Neither I notice any reduction on CPU usage, but I did that with top, what obviously is not at all a sound method.

Where the speedup gets reflected? Also there are still many usages of std::sin/cos; I wounder what the speedup can be if we replace all of them with the fast versions. What about making SIN / COS macros that use either std or fast version depending on a compilation flag and use them all along?

PS: sorry, I broke the PR again with the latest merge :disappointed:

corot avatar Nov 30 '21 02:11 corot

I didn't notice any speedup on computeVelocityCommands methods. Those are the times for 100 consecutive calls w/o and w/ fast sin/cos doing the same route:

std: 0.425189 0.716500 0.751879 0.404824

fast 0.426448 0.613000 0.681991 0.406975

Neither I notice any reduction on CPU usage, but I did that with top, what obviously is not at all a sound method.

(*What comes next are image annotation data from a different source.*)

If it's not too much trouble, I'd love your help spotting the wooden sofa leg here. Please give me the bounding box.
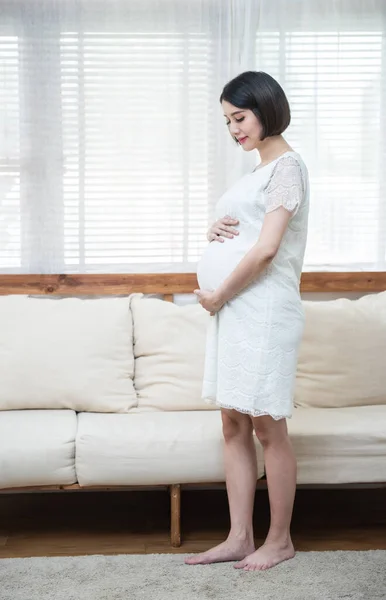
[170,483,181,548]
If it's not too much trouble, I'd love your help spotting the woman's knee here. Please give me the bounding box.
[221,409,253,440]
[253,415,288,446]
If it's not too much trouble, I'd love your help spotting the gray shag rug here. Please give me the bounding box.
[0,550,386,600]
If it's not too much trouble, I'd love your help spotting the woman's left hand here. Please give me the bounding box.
[194,290,224,317]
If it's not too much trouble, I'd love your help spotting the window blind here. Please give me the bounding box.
[257,31,386,270]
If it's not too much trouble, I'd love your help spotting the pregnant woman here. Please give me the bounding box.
[186,71,309,571]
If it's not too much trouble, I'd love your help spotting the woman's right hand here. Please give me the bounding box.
[206,215,239,242]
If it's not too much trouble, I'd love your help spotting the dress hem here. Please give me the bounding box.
[203,397,292,421]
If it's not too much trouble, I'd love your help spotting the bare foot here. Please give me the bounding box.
[185,539,255,565]
[235,541,295,571]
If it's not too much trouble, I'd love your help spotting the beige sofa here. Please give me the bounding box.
[0,292,386,545]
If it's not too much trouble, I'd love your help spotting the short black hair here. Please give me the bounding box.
[220,71,291,140]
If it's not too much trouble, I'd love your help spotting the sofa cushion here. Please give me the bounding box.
[295,292,386,408]
[0,410,77,489]
[76,411,264,486]
[288,406,386,484]
[131,295,217,411]
[0,296,137,412]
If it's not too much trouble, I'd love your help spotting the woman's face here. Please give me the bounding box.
[221,100,263,152]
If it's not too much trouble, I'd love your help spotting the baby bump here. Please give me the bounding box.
[197,236,256,290]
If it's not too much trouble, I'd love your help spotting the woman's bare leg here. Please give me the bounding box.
[185,409,257,565]
[235,416,296,571]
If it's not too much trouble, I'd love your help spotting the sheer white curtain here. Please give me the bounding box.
[0,0,386,273]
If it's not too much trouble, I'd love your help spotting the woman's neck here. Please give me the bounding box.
[256,135,293,165]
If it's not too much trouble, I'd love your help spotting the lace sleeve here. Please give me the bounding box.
[264,156,304,214]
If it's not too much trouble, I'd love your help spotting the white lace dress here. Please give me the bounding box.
[197,152,309,420]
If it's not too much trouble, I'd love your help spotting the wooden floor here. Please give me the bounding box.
[0,488,386,558]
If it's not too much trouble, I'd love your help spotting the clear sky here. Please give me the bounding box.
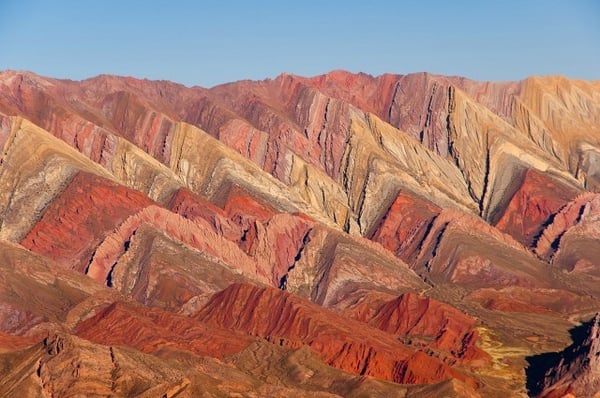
[0,0,600,87]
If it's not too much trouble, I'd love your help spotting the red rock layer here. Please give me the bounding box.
[167,188,240,241]
[194,284,476,385]
[496,169,578,246]
[535,193,600,261]
[75,302,252,358]
[21,172,153,271]
[354,293,489,360]
[371,192,441,262]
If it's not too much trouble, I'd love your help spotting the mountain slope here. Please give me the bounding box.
[0,71,600,397]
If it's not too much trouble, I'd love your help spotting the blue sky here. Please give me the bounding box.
[0,0,600,87]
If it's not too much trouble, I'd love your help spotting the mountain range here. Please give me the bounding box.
[0,70,600,397]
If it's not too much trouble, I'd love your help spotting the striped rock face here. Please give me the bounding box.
[0,71,600,397]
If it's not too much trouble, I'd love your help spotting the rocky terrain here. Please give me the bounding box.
[0,71,600,397]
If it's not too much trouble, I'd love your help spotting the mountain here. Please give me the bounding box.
[0,71,600,397]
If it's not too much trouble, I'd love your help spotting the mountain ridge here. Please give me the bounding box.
[0,71,600,397]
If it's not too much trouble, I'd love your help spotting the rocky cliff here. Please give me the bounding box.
[0,71,600,397]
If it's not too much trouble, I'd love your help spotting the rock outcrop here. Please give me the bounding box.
[0,71,600,397]
[529,314,600,397]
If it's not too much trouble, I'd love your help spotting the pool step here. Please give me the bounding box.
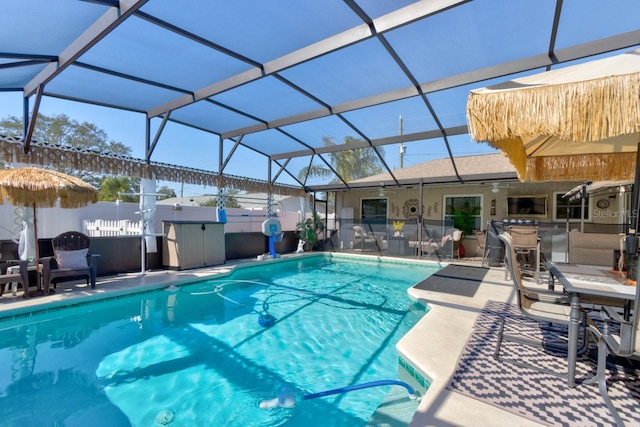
[367,386,420,427]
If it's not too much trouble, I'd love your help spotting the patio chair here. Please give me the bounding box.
[41,231,100,294]
[0,260,29,298]
[439,228,464,259]
[493,232,590,376]
[352,225,379,251]
[505,225,540,279]
[584,274,640,426]
[473,230,487,267]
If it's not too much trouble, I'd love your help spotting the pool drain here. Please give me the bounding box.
[156,409,175,426]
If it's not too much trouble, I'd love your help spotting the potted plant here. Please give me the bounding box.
[296,211,324,251]
[392,221,404,237]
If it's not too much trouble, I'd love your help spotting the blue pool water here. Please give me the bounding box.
[0,257,437,427]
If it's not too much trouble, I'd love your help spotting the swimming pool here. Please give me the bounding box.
[0,257,438,427]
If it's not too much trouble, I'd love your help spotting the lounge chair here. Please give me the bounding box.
[584,270,640,426]
[352,225,380,251]
[493,232,590,376]
[0,260,29,298]
[41,231,100,294]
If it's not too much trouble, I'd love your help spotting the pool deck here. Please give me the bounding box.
[0,255,543,427]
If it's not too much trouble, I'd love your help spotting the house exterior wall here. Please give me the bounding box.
[337,182,628,231]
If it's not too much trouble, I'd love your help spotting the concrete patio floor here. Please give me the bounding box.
[0,255,542,427]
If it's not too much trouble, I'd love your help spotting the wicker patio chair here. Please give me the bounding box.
[41,231,100,294]
[493,232,591,377]
[585,272,640,426]
[0,260,29,298]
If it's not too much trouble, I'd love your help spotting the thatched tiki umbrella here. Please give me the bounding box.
[0,167,98,273]
[467,50,640,234]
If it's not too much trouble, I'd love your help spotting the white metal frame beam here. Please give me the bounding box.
[147,0,470,118]
[24,0,148,97]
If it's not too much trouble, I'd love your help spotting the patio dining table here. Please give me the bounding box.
[545,261,636,387]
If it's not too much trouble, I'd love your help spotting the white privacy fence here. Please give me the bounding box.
[83,219,142,237]
[0,202,320,240]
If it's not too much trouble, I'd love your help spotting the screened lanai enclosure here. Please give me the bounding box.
[0,0,640,191]
[0,0,640,260]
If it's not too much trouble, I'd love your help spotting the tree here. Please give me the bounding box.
[0,114,131,187]
[156,185,176,199]
[98,176,140,202]
[298,136,384,183]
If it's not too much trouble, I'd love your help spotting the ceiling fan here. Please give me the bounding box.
[491,182,509,194]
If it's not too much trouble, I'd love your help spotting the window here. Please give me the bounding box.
[553,193,591,221]
[444,196,482,236]
[361,197,387,229]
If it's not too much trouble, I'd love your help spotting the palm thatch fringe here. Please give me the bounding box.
[518,153,636,182]
[467,73,640,145]
[0,136,306,196]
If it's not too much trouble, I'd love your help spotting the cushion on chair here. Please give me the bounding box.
[55,249,89,270]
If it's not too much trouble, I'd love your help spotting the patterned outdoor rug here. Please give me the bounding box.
[447,301,640,426]
[414,264,489,298]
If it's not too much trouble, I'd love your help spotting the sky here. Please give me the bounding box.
[0,92,493,197]
[0,0,640,196]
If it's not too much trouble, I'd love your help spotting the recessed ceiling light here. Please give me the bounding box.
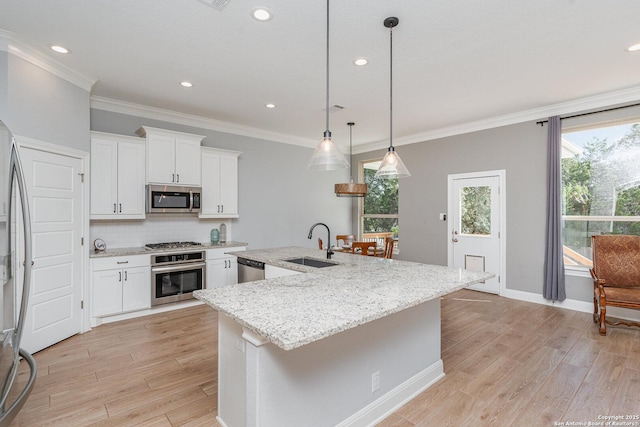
[49,44,71,53]
[627,43,640,52]
[251,7,273,21]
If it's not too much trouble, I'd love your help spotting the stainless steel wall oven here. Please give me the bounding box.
[151,251,206,306]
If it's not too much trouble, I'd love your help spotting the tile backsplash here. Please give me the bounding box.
[90,215,232,248]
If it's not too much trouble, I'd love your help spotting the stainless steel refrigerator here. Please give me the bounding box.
[0,122,36,427]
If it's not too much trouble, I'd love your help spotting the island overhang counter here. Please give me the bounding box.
[194,247,493,427]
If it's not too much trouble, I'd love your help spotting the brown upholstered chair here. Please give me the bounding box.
[590,234,640,335]
[382,237,396,259]
[351,242,378,256]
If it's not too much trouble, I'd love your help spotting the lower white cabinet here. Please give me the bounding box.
[91,255,151,317]
[206,247,246,289]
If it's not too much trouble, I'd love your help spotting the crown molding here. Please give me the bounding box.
[91,96,316,148]
[353,86,640,154]
[0,29,97,92]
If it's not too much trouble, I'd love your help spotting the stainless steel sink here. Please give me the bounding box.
[285,257,338,268]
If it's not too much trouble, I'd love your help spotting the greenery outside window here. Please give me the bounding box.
[360,159,399,238]
[562,119,640,268]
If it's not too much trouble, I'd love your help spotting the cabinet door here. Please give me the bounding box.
[122,267,151,311]
[147,135,176,184]
[207,258,228,289]
[200,150,220,217]
[220,155,238,215]
[176,138,201,187]
[91,138,118,219]
[227,256,238,286]
[118,142,145,219]
[91,270,123,317]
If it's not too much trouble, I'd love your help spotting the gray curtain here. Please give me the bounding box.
[544,116,567,301]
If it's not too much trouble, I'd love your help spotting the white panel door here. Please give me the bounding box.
[449,176,502,294]
[20,148,83,353]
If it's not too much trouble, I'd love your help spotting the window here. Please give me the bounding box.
[360,159,398,240]
[562,119,640,267]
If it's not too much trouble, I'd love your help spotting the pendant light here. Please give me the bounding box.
[308,0,349,171]
[375,17,411,178]
[335,122,367,197]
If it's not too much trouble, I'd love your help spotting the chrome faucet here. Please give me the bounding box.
[308,222,333,259]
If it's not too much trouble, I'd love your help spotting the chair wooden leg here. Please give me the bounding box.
[600,293,607,335]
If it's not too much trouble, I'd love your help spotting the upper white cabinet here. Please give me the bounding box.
[91,132,145,219]
[199,147,242,218]
[136,126,205,187]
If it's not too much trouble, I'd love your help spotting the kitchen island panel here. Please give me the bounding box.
[218,299,444,427]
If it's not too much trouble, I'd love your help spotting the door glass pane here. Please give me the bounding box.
[460,186,491,236]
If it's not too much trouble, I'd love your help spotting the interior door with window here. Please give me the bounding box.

If I remember it correctly, the computeVelocityCommands was called thousands of times per second in my application because we handled every single cell in the costmap as an obstacle (did not use costmap converters).

Where the speedup gets reflected? Also there are still many usages of std::sin/cos; I wounder what the speedup can be if we replace all of them with the fast versions. What about making SIN / COS macros that use either std or fast version depending on a compilation flag and use them all along?

I have left the changes out of the edge calculations because adding them there caused the optimization to oscillate. The macro is also an idea but it would

  1. prevent changing in realtime,
  2. make it impossible to use the features for those not compiling from source.

PS: sorry, I broke the PR again with the latest merge disappointed

That's alright =). I will see if I can make the changes asap. The full disclaimer is that I am not compiling or running since my company uses ROS2 now.

jcmonteiro avatar Dec 01 '21 07:12 jcmonteiro